Retirada de apoio da Inglaterra e do País de Gales põe em risco a reeleição de Gianni Infantino e aprofunda a crise de governança da FIFA após o recuo sobre a proposta da Fifa Forward Enterprise (FFE). As federações citam falta de transparência, falhas de liderança e risco à independência das competições, intensificando pressões internas e legais sobre a direção da entidade.
Inglaterra e País de Gales retiram apoio a Gianni Infantino
A Football Association (Inglaterra) e a Football Association of Wales (FAW) anunciaram que não apoiarão a reeleição de Gianni Infantino à presidência da FIFA. Ambas federações justificaram a decisão por falhas em governança, comunicação e por “não colocar os interesses do futebol em primeiro lugar”, sinalizando um claro descontentamento entre membros influentes do futebol europeu.
O gatilho: o recuo sobre a Fifa Forward Enterprise (FFE)
A crise ganhou força depois que a FIFA abandonou o projeto da FFE, uma subsidiária proposta para gerir direitos comerciais das competições, com venda de 20–30% a investidores privados. A iniciativa previa captar cerca de US$ 4,2 bilhões para financiar um programa de repasses às 211 federações (FIFA Fast-Forward). A falta de transparência no processo e dúvidas sobre o impacto na autonomia das federações alimentaram a reação negativa.

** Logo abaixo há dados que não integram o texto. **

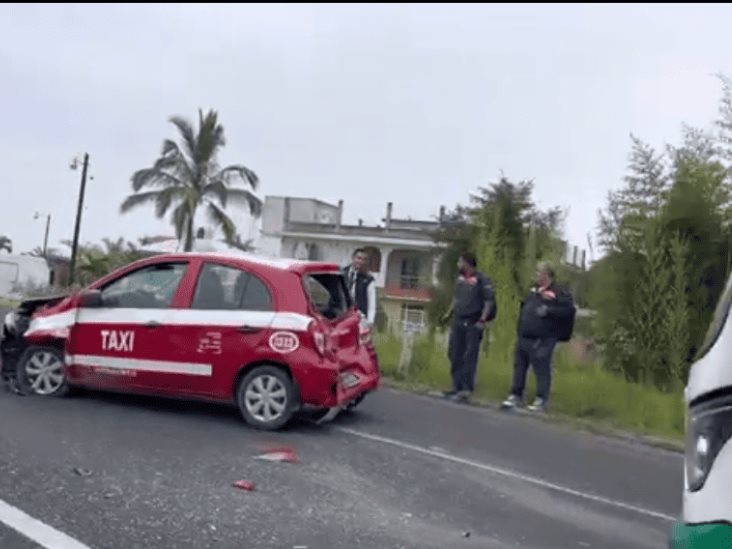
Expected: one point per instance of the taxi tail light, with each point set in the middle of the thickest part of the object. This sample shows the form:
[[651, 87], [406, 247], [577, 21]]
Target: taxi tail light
[[364, 335], [318, 337]]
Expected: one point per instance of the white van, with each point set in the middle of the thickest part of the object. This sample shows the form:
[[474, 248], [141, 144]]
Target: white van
[[19, 272], [707, 516]]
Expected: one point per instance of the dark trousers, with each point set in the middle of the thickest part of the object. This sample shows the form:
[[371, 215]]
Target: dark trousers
[[463, 351], [536, 353]]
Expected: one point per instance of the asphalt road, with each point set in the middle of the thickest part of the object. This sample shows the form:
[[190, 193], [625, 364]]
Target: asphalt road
[[405, 471]]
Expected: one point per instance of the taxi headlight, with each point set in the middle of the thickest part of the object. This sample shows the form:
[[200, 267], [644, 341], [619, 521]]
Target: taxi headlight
[[708, 429], [9, 321]]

Por que a FFE gerou resistência
A proposta implicava mudanças profundas na gestão de receitas e contratos comerciais da FIFA, com potencial de centralizar controle e envolver investidores externos. Federações, especialmente na Europa, consideraram o processo apressado e mal explicado, levantando receios sobre preservação de documentos, conflitos de interesses e conseqüências para a governança do futebol.
Relevância para a governança da FIFA e para a UEFA
A posição das federações britânicas reforça a liderança europeia, já crítica à condução interna da FIFA. A UEFA pediu preservação de documentos relacionados à proposta e avalia medidas legais — um passo que transforma uma disputa administrativa em conflito institucional. Isso expõe fragilidade de mandatos que dependem mais de confiança política do que de consensos técnicos.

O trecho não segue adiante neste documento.